Tiger Lake family SKUs ranged across product lines including Intel Core i3, i5, and i7 designations for U-series and Y-series mobile segments, and included TDP-configurable variants used in systems from ASUS and MSI. Platform variants supported features necessary for OEM differentiation: discrete GPU pairing with NVIDIA GeForce MX series or RTX mobile GPUs, soldered versus socketed memory options supporting LPDDR4x and DDR4 in collaboration with memory suppliers like Samsung Electronics and SK hynix, and multiple display output options via partners such as Synaptics and Realtek. Enterprise and commercial notebooks integrated Tiger Lake with management stacks from Intel vPro and security services from Microsoft and VMware.
Tiger Lake incorporated mitigations for speculative execution vulnerabilities disclosed in coordination with [, Google Project Zero, and academic researchers, and implemented hardware controls such as Intel Control-Flow Enforcement Technology and cryptographic acceleration for routines used by OpenSSL and Microsoft Azure services. Reliability features included error-detection and correction pathways in cache hierarchies and firmware collaboration with vendors including AMI and Insyde Software for BIOS/UEFI updates. Intel released microcode and firmware advisories coordinated with OEMs and software maintainers such as Canonical and Red Hat to address vulnerabilities and stability issues in deployed systems.

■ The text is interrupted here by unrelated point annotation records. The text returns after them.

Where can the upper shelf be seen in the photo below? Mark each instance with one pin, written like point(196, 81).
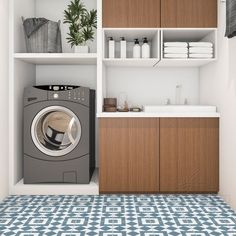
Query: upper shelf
point(58, 58)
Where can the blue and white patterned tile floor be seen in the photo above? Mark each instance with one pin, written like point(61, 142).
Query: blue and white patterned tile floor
point(117, 215)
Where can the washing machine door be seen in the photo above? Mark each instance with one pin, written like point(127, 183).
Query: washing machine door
point(56, 131)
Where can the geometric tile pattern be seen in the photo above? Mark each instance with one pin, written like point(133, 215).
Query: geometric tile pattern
point(117, 215)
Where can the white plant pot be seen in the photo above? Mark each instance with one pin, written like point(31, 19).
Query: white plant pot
point(81, 49)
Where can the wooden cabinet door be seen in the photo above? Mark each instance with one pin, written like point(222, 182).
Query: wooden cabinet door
point(131, 13)
point(129, 155)
point(189, 155)
point(188, 13)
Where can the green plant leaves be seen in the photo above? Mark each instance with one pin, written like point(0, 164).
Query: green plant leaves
point(81, 23)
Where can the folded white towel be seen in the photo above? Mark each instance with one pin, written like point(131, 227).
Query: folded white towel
point(201, 50)
point(200, 55)
point(176, 44)
point(175, 50)
point(200, 44)
point(177, 55)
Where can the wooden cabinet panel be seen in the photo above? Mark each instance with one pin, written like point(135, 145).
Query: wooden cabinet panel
point(131, 13)
point(129, 155)
point(115, 13)
point(188, 13)
point(189, 155)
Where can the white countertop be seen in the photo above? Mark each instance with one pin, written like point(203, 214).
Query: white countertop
point(158, 114)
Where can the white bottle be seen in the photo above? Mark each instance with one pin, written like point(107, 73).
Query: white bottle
point(111, 48)
point(145, 49)
point(123, 48)
point(136, 49)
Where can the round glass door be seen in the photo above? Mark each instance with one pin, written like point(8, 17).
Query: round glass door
point(56, 131)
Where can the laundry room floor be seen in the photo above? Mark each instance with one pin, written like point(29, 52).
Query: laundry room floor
point(117, 215)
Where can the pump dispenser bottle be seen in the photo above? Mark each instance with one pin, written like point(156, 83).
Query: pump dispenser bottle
point(136, 49)
point(123, 48)
point(145, 49)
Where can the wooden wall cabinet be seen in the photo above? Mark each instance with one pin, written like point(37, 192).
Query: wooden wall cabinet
point(189, 155)
point(188, 13)
point(129, 155)
point(131, 13)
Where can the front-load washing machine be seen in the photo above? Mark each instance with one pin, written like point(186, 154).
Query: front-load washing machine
point(59, 134)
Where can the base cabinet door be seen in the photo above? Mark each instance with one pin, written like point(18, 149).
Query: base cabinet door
point(188, 13)
point(129, 155)
point(189, 155)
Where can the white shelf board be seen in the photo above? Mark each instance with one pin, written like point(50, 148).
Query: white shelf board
point(57, 189)
point(130, 62)
point(158, 114)
point(184, 62)
point(58, 58)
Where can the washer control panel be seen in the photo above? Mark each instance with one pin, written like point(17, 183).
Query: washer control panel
point(71, 93)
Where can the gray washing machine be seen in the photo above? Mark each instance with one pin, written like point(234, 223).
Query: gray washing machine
point(59, 134)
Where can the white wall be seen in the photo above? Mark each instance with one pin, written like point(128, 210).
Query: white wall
point(152, 86)
point(4, 99)
point(218, 86)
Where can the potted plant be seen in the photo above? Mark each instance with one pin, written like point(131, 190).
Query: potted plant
point(82, 25)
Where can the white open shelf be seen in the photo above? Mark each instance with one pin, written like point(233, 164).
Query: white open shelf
point(58, 189)
point(58, 58)
point(153, 36)
point(188, 35)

Tiger Lake accelerated OEM refresh cycles for ultraportable notebooks from manufacturers including Dell Technologies, HP Inc., Lenovo Group, AsusTek Computer, and Acer Inc., influencing inventory and product roadmaps across retail channels like Best Buy and enterprise procurement from organizations such as IBM and Accenture. The platform intensified competition between Intel and AMD in the mobile processor market while intersecting with the transition to ARM-based laptops led by Apple Inc. Tiger Lake's graphics and AI-oriented instructions also played a role in vendor strategies for content-creation laptops marketed to creators using software from Adobe Systems, game developers using Unity Technologies, and enterprise customers deploying virtual desktop infrastructure from Citrix Systems.